Tim Shanahan is a social scientist and consultant who works with the Statistical Training and Techniques (STAT) team of the Fors Marsh Group in Arlington, VA. Tim has several years of survey and opinion research primarily in the educational sector. Tim’s research has been used to support organizational membership engagement and explore novel recruiting strategies for graduate and undergraduate students. Tim’s research has also evaluated the effectiveness of graduate admissions advising as well as the role that gender plays in occupational decision making.
Few fields have been as radically transformed by people’s access to the internet as survey research and consumer insight mining. The web has enabled surveys to be inexpensively developed and distributed to people and to substantially increase the number of respondents participating in survey-based research. Social scientists and market researchers alike can now field surveys across social media platforms, mobile phones, and website panels. Unfortunately, data from internet-based surveys and opt-in panels are increasingly contaminated by fraudulent responses generated by “survey bots.”
Bots are simple computer programs that impersonate people by interacting with computer systems, automating tasks, and independently completing a wide range of online operations. The sophistication, ease of use, and range of tasks that bots can complete is growing rapidly—while the costs are steadily declining. One study estimates that just more than half of all web traffic is now generated by automated bots. Bots can be very useful for web scraping, monitoring websites, or aggregating news; however, they are destructive when they are used to impersonate humans. For example, “ad fraud” or “click fraud” has long been a plague on the digital advertising industry, as increasing numbers of bots drive up ad click rates and reduce the actual return on the advertising spend.
Similarly, bots negatively affect the accuracy of survey research as commercially available survey bots are now capable of generating survey responses, usually for the purpose of receiving the digitally provided compensation for completed surveys. Fake data from bots often enter surveys via unscrupulous members of opt-in survey panels. Individuals in survey panels can purchase a survey bot that dramatically increases the number of completed surveys attributable to a panel member and generates compensation for survey completion. Even the most well-established panel and respondent providers have been affected by the problem. The prevalence of bot-generated data isn’t formally estimated but the problem appears to be growing as the number of commercially available survey bots is increasing. However, it is safe to conclude that bots are amplifying some of the existing problems arising from low-effort responding such as “speeding” and “straight-lining” found in nonprobability survey panels.
Since the survey bot problem is not going away, how can survey researchers manage this problem?
Fortunately, survey bots aren’t as effective at disguising themselves as they are at taking surveys. At several points in the survey lifecycle, countermeasures can be employed to help maintain the integrity of your data or identify fraudulent responses.
One of the most effective ways of dealing with survey bots is preventing them from taking surveys in the first place. You should work with your panel provider to make sure they have procedures in place to screen and verify the identity of respondents. Fors Marsh Group (FMG) employs many of these measures, such as engaging in routine name and address validations and mailing incentives to physical addresses.

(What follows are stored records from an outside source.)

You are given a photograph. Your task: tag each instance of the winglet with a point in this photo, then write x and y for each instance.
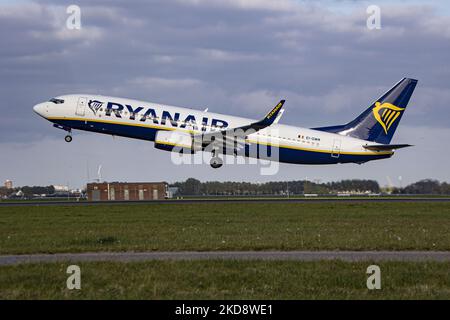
(273, 114)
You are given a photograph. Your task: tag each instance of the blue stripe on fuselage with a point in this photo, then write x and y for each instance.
(286, 155)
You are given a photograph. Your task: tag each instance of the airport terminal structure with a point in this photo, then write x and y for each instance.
(124, 191)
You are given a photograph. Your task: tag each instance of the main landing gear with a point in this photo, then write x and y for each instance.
(215, 162)
(68, 137)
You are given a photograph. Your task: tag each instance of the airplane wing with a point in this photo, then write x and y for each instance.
(386, 147)
(234, 138)
(272, 117)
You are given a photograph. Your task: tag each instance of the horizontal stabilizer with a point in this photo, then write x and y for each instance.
(385, 147)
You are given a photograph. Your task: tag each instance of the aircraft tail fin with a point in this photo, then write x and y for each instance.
(379, 122)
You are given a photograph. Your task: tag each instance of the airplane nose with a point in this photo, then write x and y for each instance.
(39, 109)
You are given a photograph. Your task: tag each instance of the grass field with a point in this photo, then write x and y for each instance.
(214, 279)
(233, 226)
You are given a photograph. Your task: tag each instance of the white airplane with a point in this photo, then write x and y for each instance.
(175, 129)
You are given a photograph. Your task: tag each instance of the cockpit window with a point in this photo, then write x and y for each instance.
(57, 101)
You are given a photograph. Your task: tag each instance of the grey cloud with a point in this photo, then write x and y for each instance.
(235, 57)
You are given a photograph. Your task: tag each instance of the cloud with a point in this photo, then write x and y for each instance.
(237, 57)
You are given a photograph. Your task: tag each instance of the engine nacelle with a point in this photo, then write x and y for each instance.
(175, 141)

Evidence of bot activity can often be found in both the distribution of survey responses, open-ended questions, and in back-end paradata such as IP addresses or time signatures. Unsophisticated bots will generate responses with the same patterns, so make sure to examine suspiciously high numbers of certain response choices. Make “consistency edits” by examining response patterns that are unusual, such as young people with long histories of certain behaviors or other implausible answers. Data from open-ended question fields should also be inspected for duplicate phrases or completely off-topic responses.
Paradata such as IP addresses and time signatures can also indicate bot activity. Multiple surveys from the same IP address are a reliable but not foolproof indicator that responses were automatically generated, so examine IP addresses and time signatures for duplicates. Where possible, also look for surveys that were completed extremely quickly or slowly or well outside of the average completion time.
There is rarely a single trait that exposes a bot, but looking at all the evidence in context can paint a picture of bot activity. If you suspect you have fraudulent responses, make sure to flag the data rather than removing cases outright so that differences in flagged and unflagged analyses can be studied. Although the number of responses generated by bots found in panel-provided data is likely to increase, researchers can stay a step ahead of bots by taking the preceding actions into consideration when preparing or analyzing your data. The features that make bots powerful are often the same ones that can give them away, such as fast responses, stilted or boilerplate answers, and high rates of “productivity.”